KunihiroS_kv-extractor-mcp-server

KunihiroS_kv-extractor-mcp-server

0

The Flexible Key-Value Extracting MCP Server extracts key-value pairs from unstructured text using language models and pydantic-ai. It features autonomous key discovery, robust handling of complex inputs, and type-safe output in multiple formats. The server supports multilingual input and ensures consistent data extraction.
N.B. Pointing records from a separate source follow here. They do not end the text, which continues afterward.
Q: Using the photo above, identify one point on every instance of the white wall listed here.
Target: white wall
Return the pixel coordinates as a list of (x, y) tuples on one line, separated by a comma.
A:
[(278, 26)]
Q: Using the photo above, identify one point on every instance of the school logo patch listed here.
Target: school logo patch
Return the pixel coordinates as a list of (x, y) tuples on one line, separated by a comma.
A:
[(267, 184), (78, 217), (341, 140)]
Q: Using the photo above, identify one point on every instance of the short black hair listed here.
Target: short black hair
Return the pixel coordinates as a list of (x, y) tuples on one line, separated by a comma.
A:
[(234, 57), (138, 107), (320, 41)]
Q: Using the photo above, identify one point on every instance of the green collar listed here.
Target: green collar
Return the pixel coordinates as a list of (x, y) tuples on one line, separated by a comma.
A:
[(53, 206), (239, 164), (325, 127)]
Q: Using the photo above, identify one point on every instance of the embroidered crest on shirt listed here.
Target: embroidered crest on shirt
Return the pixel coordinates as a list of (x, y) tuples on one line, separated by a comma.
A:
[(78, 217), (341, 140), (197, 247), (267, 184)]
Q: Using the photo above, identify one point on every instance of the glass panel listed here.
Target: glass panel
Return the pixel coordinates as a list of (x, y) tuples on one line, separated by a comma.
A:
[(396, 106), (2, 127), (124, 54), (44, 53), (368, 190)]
Flexible Key-Value Extracting MCP Server

Version: 0.3.1

This MCP server extracts key-value pairs from arbitrary, noisy, or unstructured text using LLMs (GPT-4.1-mini) and pydantic-ai. It ensures type safety and supports multiple output formats (JSON, YAML, TOML). The server provides advantages for key-value extraction from challenging real-world text:

  • Automatic Key Discovery: Autonomously identifies and extracts relevant key-value pairs from unstructured text without pre-defined keys.
  • Superior Robustness for Complex Inputs: Designed to handle arbitrary, noisy, or unstructured text with a multi-step pipeline.
  • Advanced Multi-Lingual Preprocessing: Utilizes spaCy for Named Entity Recognition in Japanese, English, and Chinese to enhance extraction accuracy.
  • Iterative Refinement and Typing: Employs LLM-based type annotation and evaluation, ensuring accurate data types.
  • Guaranteed Type Safety and Schema Adherence: Pydantic ensures type-safe and validated output.
  • Consistent and Predictable Output: Always returns a well-formed response.

Release Notes

v0.3.1

  • Update: Improve type evaluation prompt for robust correction.

v0.2.0

  • Fix: Lang code for zh-cn / zh-tw.

v0.1.0

  • Initial release

Tools

  • /extract_json: Extracts key-value pairs in JSON format.
  • /extract_yaml: Extracts key-value pairs in YAML format.
  • /extract_toml: Extracts key-value pairs in TOML format.

Note:

  • Supported languages: Japanese, English, and Chinese.
  • Extraction relies on pydantic-ai and LLMs. Perfect extraction is not guaranteed.

Features

  • Flexible extraction: Handles any input.
  • JP / EN / ZH-CN / ZH-TW full support: Uses spaCy NER for supported languages.
  • Type-safe output: Validated with Pydantic.
  • Multiple formats: JSON, YAML, or TOML output.
  • Robust error handling.
  • High accuracy: Utilizes GPT-4.1-mini and Pydantic.

Tested Scenarios

Tested with various inputs like simple key-value pairs and unstructured text.